Alors comment capitaliser sur « ses quatre valeurs cardinales : agilité, proximité, qualité, innovation », lorsque les ressources fiscales ont été divisées par trois, bien que 80 % du financement de la CCI71 proviennent des services (formations, Aproport…). La réponse était dans une « fusion » avec la CCI 21 qui avait déjà débuté sur les fonctions supports (communication…), les pôles formation ou les plateformes multimodales. « Cette association d’identités complémentaires avec Dijon fera que nous serons plus robustes et aussi la seule CCI Métropole en Bourgogne Franche-Comté. Nous changeons ainsi de catégorie et nous serons assis à la table des métropoles comme Lyon, Nantes… Nous pourrons aussi devenir Agence de développement et entreprise ferroviaire ainsi », se félicite Michel Suchaut. Un mal pour un bien qui s’accompagne de plus de responsabilité avec les territoires, tout en gardant la même proximité. « Il ne s’agit pas d’une centralisation des activités » vers Dijon, rassure-t-il. La nouvelle CCI Métropole de Bourgogne sera au service des 48.000 entrepreneurs des deux départements, verra officiellement le jour le 29 novembre 2021, et sera composée de 50 nouveaux chefs d’entreprise élus, dont moitié venant de Saône-et-Loire. 

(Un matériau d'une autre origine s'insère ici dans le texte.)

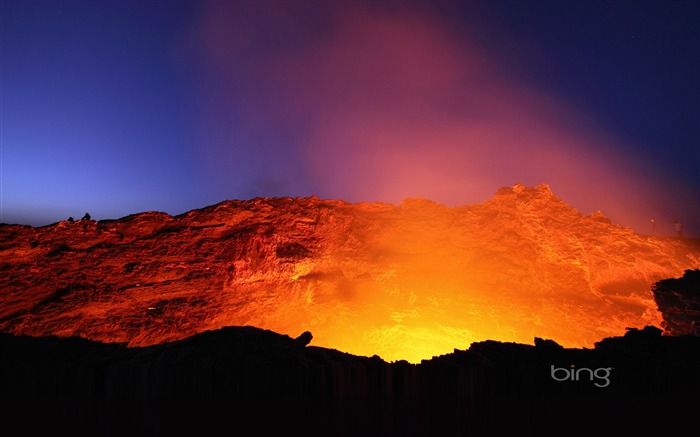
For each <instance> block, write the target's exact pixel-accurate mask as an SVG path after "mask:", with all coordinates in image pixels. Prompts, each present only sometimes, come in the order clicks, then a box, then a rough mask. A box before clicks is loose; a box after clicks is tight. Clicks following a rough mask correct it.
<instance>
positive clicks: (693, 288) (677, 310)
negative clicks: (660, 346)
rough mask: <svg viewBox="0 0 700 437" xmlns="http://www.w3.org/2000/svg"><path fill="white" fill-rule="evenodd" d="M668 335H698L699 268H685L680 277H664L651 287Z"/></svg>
mask: <svg viewBox="0 0 700 437" xmlns="http://www.w3.org/2000/svg"><path fill="white" fill-rule="evenodd" d="M652 291H653V293H654V299H655V300H656V304H657V305H658V306H659V311H661V313H662V314H663V319H664V321H663V322H662V324H661V325H662V326H663V327H664V330H665V331H666V333H667V334H669V335H684V334H692V335H700V270H686V272H685V273H684V274H683V276H682V277H680V278H670V279H664V280H662V281H659V282H657V283H656V284H654V287H653V288H652Z"/></svg>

Le Cifa Mercurey change de main

La CCI de Saône-et-Loire co-gère à parité, avec la Chambre de Métiers et de l’Artisanat (CMA) régionale, le Cifa Jean Lameloise à Mercurey (au sein de l’association AIFA). Cette gouvernance va être modifiée puisque les activités de la CCI au Cifa vont être transférées à la Chambre de Métiers et de l’Artisanat de Région Bourgogne Franche-Comté. Ce transfert se fait naturellement et logiquement, la quasi-totalité des alternants réalisant un apprentissage dans ce CFA dépendant de la Chambre des Métiers : coiffeur, pâtissier, boulanger, boucher, traiteur, charcutier, photographe… 

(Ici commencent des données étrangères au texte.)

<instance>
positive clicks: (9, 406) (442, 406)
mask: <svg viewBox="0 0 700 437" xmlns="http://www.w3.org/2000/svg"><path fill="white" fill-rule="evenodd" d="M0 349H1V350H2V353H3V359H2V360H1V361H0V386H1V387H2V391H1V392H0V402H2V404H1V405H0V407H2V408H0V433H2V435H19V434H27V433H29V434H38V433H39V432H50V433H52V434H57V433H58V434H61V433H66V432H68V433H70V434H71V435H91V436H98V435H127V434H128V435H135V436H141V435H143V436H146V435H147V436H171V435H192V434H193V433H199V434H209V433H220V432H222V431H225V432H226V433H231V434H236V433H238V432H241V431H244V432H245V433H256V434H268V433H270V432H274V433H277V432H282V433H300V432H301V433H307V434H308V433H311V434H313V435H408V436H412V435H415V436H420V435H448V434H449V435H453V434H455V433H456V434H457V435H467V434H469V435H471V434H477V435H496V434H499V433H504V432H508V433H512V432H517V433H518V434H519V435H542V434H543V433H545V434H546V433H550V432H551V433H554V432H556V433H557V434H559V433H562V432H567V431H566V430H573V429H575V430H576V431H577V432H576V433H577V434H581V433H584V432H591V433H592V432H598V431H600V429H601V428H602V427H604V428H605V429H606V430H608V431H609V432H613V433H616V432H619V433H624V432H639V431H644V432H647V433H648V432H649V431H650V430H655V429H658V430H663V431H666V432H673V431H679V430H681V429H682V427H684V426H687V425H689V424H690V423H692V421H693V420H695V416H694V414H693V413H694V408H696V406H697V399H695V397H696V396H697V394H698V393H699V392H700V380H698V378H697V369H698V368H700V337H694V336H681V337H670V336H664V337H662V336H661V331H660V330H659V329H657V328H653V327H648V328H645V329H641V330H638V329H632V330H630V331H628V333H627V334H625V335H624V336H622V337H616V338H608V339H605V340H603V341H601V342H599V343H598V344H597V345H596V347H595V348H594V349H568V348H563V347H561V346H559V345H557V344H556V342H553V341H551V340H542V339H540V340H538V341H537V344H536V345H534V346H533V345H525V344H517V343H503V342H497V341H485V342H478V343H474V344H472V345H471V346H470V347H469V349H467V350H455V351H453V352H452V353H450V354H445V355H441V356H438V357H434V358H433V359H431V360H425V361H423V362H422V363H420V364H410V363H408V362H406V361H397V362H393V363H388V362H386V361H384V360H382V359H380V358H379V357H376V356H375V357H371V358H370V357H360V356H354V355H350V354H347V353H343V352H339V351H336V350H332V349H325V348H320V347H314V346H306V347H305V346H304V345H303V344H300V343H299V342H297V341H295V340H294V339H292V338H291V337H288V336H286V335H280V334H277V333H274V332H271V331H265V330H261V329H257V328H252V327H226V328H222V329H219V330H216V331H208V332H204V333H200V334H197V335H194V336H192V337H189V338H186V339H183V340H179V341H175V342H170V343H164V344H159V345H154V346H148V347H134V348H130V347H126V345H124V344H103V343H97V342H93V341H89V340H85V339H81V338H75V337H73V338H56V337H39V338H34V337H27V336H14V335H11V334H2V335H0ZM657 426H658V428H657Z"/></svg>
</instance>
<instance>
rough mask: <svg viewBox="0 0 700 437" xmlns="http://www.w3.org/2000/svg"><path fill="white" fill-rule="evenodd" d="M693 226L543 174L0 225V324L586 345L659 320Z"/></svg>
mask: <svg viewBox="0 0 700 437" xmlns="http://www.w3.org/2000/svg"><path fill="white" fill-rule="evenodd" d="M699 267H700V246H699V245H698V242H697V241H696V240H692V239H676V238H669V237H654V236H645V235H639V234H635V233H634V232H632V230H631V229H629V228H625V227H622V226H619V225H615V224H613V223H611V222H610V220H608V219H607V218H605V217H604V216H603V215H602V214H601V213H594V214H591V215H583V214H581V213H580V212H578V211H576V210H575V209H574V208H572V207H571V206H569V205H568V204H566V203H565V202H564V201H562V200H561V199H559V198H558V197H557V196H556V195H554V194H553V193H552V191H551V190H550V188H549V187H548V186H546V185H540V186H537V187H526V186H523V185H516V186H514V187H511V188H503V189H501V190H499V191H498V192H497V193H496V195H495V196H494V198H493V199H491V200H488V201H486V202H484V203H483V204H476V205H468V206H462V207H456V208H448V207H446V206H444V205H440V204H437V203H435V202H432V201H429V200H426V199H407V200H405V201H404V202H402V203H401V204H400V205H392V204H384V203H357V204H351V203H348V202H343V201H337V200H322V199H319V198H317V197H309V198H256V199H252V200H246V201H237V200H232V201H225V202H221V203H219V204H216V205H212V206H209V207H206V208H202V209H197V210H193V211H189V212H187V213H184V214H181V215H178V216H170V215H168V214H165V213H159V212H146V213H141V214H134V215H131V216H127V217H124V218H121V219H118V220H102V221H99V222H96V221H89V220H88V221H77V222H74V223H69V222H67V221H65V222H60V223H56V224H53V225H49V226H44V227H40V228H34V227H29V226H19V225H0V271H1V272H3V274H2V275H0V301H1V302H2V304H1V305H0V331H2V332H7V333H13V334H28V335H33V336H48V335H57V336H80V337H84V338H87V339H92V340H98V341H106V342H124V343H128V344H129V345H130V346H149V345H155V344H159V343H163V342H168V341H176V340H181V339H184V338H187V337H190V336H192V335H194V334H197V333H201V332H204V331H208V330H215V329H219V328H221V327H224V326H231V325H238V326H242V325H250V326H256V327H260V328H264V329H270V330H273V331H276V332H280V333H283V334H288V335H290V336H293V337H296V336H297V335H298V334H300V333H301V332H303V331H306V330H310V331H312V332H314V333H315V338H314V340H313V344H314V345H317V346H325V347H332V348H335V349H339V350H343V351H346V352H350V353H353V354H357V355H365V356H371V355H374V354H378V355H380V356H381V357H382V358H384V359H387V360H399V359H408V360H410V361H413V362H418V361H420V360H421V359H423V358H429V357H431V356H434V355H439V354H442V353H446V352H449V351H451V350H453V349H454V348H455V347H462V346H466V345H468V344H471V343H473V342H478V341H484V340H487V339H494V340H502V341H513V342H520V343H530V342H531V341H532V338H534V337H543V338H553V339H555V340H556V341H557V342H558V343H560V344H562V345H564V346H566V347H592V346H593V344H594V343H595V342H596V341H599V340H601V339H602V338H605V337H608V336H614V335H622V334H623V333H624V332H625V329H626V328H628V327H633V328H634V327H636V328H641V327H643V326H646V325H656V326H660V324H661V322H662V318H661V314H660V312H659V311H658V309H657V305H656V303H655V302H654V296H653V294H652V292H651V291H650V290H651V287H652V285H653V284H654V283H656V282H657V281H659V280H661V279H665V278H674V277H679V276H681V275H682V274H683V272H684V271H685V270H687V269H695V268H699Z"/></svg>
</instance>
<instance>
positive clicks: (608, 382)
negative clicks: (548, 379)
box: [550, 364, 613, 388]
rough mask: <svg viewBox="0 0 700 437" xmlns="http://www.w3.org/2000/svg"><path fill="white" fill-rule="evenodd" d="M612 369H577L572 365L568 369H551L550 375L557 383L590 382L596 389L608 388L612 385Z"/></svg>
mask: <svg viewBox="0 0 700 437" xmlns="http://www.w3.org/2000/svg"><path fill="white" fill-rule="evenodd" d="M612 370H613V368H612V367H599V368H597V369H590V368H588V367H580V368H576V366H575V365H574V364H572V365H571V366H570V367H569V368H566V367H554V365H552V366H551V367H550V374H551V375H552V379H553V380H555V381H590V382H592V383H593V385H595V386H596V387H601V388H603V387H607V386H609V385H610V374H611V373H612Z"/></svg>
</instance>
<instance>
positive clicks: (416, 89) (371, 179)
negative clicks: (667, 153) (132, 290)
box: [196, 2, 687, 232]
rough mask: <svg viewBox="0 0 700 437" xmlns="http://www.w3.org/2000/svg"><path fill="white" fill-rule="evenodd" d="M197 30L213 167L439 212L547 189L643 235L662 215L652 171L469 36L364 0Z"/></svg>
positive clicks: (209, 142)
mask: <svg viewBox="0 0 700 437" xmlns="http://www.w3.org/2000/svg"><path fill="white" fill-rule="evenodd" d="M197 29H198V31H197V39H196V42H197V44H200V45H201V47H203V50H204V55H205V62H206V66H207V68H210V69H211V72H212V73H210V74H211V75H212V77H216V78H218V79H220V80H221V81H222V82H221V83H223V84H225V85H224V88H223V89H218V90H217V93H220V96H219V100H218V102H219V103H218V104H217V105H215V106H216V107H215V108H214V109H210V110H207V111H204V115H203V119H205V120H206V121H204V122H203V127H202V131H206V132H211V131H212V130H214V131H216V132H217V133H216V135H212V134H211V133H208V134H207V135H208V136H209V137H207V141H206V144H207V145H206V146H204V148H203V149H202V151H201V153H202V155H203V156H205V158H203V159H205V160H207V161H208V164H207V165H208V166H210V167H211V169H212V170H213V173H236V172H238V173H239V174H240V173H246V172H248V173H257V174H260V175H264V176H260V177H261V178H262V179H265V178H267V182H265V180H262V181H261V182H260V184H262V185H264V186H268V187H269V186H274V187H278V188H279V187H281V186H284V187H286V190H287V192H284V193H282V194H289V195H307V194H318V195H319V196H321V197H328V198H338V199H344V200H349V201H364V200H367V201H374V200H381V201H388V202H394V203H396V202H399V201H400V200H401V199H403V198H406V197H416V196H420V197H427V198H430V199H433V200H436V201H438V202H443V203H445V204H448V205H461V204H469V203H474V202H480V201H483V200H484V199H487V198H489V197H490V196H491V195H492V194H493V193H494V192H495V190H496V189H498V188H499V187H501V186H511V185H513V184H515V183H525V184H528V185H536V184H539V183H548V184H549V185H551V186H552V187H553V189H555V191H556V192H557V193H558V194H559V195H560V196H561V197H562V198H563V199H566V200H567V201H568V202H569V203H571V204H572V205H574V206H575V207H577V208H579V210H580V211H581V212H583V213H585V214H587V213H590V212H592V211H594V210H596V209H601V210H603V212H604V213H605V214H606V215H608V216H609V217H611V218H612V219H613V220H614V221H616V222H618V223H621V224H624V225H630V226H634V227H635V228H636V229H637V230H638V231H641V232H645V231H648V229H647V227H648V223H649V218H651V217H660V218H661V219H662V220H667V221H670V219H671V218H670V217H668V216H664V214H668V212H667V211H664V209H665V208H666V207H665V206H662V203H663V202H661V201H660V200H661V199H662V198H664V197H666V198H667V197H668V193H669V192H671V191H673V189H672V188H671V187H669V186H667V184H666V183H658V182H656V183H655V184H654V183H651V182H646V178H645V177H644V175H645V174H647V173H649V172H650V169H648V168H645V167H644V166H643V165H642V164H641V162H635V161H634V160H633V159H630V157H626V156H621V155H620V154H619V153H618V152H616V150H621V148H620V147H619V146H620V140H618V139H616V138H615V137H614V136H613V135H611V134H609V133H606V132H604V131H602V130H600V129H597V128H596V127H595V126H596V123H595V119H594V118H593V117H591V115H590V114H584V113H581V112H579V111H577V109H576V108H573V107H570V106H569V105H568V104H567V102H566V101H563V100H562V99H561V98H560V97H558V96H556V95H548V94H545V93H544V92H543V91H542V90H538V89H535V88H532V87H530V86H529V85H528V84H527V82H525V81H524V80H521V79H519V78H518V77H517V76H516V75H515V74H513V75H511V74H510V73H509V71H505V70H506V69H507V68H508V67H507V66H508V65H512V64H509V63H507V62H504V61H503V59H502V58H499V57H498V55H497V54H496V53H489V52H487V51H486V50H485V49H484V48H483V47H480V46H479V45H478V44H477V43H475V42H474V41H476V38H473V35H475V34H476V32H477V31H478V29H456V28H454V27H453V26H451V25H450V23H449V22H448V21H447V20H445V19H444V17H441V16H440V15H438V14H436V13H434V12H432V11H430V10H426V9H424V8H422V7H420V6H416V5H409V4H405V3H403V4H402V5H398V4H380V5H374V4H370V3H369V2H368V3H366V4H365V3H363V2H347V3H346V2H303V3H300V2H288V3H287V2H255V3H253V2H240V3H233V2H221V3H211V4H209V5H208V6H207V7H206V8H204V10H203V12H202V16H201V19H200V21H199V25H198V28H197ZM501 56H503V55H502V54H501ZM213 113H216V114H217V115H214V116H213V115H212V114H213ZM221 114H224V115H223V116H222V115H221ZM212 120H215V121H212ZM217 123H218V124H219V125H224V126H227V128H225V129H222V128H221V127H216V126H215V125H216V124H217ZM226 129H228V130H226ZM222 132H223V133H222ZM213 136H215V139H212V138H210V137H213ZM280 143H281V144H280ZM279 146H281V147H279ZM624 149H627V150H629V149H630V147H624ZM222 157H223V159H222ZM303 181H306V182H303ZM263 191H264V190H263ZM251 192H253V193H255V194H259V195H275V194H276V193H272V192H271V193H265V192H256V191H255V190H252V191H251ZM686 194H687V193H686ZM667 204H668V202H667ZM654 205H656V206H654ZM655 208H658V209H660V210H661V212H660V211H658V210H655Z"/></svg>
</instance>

Soit en formation continue ou en alternance, au total, la CCI 71 a encadré l’an dernier près de 5.530 stagiaires en formations qui ont été accueillis dans les centres de formation de Dijon, Beaune, Chalon-sur-Saône et Mâcon. Plusieurs nouveaux parcours sont à noter comme l’ouverture d’une nouvelle formation Bac + 5 : Manager de la Chaîne Logistique - Parcours multimodalité et transition écologique. Cette dernière formation va dans le sens du développement des flux logistiques dans notre région. À noter également que le CFA Automobile a déjà recruté plus de 640 apprentis pour 2021-2022. Il faut dire que le CFA Auto se tourne vers le futur et forme déjà aux nouvelles technologies, autour de la voiture connectée ou autonome, en passant par la gestion des datas ou le moteur à hydrogène. Pour rappel, pour encourager l'embauche de salariés en contrat d'apprentissage ou de professionnalisation, la prime à l'embauche a été repoussée jusqu'à fin 2021. Elle permet à l’entreprise en fonction du niveau d’étude de toucher 5 ou 8.000 euros pour l’embauche d’un apprenti.